Fad Superfoods a Scam… or just overpriced?

It’s tough marketing food. People only eat so much, and in industrialized countries food is plentiful so they don’t easily eat a lot more. Unlike sales of the latest hi-tech gadgets, spending on food tends to be pretty stable and really only increases as the population increases.

One way the food  industry responds to this inconvenient truth is to roll out “new and improved” product in an endless quest to carve off bigger pieces from a slow-growing pie. Junk food manufacturers are of course  masters at the game. But the natural-food industry does it, too – with superfoods such as açaí berries, goji berries, quinoa, and chia seeds. These pricey, often exotic ingredients cycle quickly in and out of the foodie spotlight. Açaí berries were barely known outside Brazil a dozen or so years back, but by 2015 açaí-laced products grossed nearly $250 million in the US alone And while açaí sales have dropped recently, as the novelty has worn thin, coconut oil – touted as a wonder fat –  picked up the slack with $80 million sales in 2017, but it too – has now peaked as tastes move on.

Are these foods really worth the faddish premium they command?
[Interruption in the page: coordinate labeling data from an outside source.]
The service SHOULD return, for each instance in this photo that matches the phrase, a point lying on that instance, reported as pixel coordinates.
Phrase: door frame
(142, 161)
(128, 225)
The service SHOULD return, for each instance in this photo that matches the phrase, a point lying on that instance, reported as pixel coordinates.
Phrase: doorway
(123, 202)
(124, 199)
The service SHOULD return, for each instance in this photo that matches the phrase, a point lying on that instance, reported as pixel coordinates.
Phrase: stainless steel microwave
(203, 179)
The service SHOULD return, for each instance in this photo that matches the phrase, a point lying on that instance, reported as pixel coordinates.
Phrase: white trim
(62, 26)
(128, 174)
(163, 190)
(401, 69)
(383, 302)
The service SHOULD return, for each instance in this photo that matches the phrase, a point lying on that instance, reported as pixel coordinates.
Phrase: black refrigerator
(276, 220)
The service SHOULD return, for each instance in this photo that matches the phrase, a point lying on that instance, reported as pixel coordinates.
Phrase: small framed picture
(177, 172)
Almost certainly not, although some of the claims may be true: Açaí berries, native to the Amazon rainforest, and goji berries, produced mostly in northern China, are indeed loaded with phytochemicals, plant compounds that appear to protect us from heart disease, brain deterioration, and cancer. And quinoa, the seed of a spinachlike plant grown in the Andes, really does offer a complete, high-quality vegetarian protein. Other claims are more questionable: Açaí and goji berries are not miracle cures for everything, from obesity to sexual dysfunction. The FDA has had cause to rap various Goji  product manufacturers over the knuckles for unsubstantiated health claims..

Nor do all superfoods come from ecologically pristine parts of the world that the packaging may imply. US goji supplier, Navitas, calls its berries a “Himalayan superfruit,” but their website tells us they’re grown in China in Ningxia Province, nowhere near Tibet—and, it turns out, most of the world’s goji berries also hail from the industrial fields of Ningxia.

More serious than  spurious superfood origin myths are their malign effects on the people in their own native region. At the height of the açaí berry craze, for exmple, Bloomberg News reported that the fruit’s wholesale price had jumped 60-fold, pricing out Amazonian villagers, who rely on buying it in the local market. In the Andes, where quinoa has been cultivated since the  Incas, price spikes have turned a one-time staple into a luxury, and quinoa monocrops are crowding out more sustainable and traditional cultivation.

If that doesn’t faze you, perhaps this will: Quinoa may deliver a complete protein – all of the amino acids you require – in a compact package, but rice and beans together actually do it too, even better. And, like goji berries, blueberries and strawberries are packed with phytochemicals. The only problem is that lacking an exotic back story, food marketers can’t wring as huge a markup from these staples: To give you an idea of the dollars to be made, the domestic blueberry, which is not exactly cheap, is justifiably marketed as a superfood, and in 2012, products featuring blueberries as a primary ingredient, saw their sales nearly quadruple. But they only raked in $3.5 million – less than 2 percent of açaí-based product sales.

Yes indeed, food industry’s hawkers have a tough job – and with a modicum of common sense you can make it even tougher for them.

The real superfoods are lurking exactly where they don’t want you to look: in produce sections, bulk food aisles, Sunday markets and backyard gardens. Not quite as exotic as the Himalayas. But then, neither are those industrial plots in China where goji berries actually come from.